Only 10 patients (20%) had taken any prophylaxis to prevent malaria. Five of these took a drug that was inappropriate for the country to which they traveled. P. falciparum was most common (74%). P. vivax, P. ovale, and P. malariae were present in five, three, and one case, respectively.
In four cases, definitive species identification was not possible due to the low percent parasitemia, with just a few ring forms present. No coinfections were seen. The majority of patients (52%) had parasitemia <1%; only seven patients had hyperparasitemia (>5%). The maximum parasitemia was 28.6%. All cases with >5% parasitemia were P. falciparum. Nonfalciparum forms made up 42% of patients with ≤1% parasitemia Ibrutinib manufacturer and 12% of those with 1% to 5% parasitemia. Gametocytes were rarely identified. Laboratory results are presented in Table 2. Thrombocytopenia and anemia were the most commonly observed laboratory abnormalities. Mild hyponatremia was also relatively common (36% had sodium ≤135 mEq/L and 12% had sodium ≤130 mEq/L). G6PD levels were measured in 10 children; only one was G6PD deficient. Six patients were tested for sickle cell disease; all were negative. Two patients had known sickle trait. Thirty-four children (68%) were hospitalized for treatment of malaria, with a maximum stay of 9 days. Among those with P. falciparum malaria, 75% were hospitalized;
17% stayed for only 1 day. Documentation of treatment available in 41 children: 18 patients (44%) received quinine and doxycycline, eight (19%)

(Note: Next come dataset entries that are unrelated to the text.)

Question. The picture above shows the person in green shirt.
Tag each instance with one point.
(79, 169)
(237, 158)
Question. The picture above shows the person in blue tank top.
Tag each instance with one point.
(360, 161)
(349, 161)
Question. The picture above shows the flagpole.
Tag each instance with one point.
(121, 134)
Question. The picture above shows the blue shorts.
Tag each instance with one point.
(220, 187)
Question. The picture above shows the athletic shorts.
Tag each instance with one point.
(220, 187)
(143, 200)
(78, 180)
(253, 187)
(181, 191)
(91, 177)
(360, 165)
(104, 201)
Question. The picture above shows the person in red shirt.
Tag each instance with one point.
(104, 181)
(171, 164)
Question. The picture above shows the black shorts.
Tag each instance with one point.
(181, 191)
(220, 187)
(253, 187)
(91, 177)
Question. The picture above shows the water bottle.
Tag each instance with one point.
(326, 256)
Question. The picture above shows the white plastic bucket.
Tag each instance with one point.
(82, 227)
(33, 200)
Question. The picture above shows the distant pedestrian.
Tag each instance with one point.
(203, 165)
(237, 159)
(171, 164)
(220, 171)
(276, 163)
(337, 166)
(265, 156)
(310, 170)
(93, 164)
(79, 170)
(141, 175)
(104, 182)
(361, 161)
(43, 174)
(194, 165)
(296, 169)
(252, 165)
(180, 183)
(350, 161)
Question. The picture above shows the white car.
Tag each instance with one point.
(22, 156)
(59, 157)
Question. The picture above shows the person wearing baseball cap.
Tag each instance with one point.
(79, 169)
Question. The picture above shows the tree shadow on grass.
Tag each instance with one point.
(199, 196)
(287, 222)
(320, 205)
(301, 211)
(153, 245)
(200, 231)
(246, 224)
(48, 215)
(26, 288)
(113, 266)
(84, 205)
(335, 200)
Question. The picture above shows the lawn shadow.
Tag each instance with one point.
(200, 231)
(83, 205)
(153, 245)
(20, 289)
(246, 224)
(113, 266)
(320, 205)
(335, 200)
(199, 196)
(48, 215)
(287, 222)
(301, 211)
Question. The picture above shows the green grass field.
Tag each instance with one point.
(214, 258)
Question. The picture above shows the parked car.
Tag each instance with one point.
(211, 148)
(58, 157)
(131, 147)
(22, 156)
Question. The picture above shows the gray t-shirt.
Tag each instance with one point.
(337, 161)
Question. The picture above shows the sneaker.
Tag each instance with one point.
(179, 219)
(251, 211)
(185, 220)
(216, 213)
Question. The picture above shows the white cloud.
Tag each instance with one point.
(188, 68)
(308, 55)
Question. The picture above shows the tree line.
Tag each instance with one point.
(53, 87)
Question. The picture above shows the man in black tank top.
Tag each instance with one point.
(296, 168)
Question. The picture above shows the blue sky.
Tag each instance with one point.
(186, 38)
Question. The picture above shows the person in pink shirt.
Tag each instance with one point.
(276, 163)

quinine/quinidine and clindamycin, four (9.7%) received atovaquone–proguanil, six (15%) received only one drug (quinine, choloroquine, Erastin mouse or primaquine), and the rest received other selleck screening library combinations. Several children received antibiotic therapy due to concern for additional diagnoses. Sixteen patients had received antimalarial therapy previously, although in some cases this was several months prior. One patient received a blood transfusion for anemia (hemoglobin 5.4 mg/dL). No exchange transfusions were performed. One patient received platelet transfusion for a platelet count of 32,000/ul. All of the patients recovered without serious complications. This case series demonstrates the wide spectrum of possible clinical presentations which may be seen with malaria including vomiting, diarrhea, headache, abdominal pain, etc. Gastrointestinal symptoms can be so severe that an intestinal infection may be suspected. Hepatosplenomegaly may be seen; this was less common in our series than in other reports.14,15 In contrast to the report by Viani and Bromberg,14 hyponatremia was not a common finding. One almost universal symptom is fever, either by history or at presentation. Because malaria may present with a wide variety of clinical symptoms, a high index of suspicion is required to ensure prompt diagnosis. Primary care providers seeing patients with a history of fever should always ask about a history of travel and request the appropriate diagnostic tests.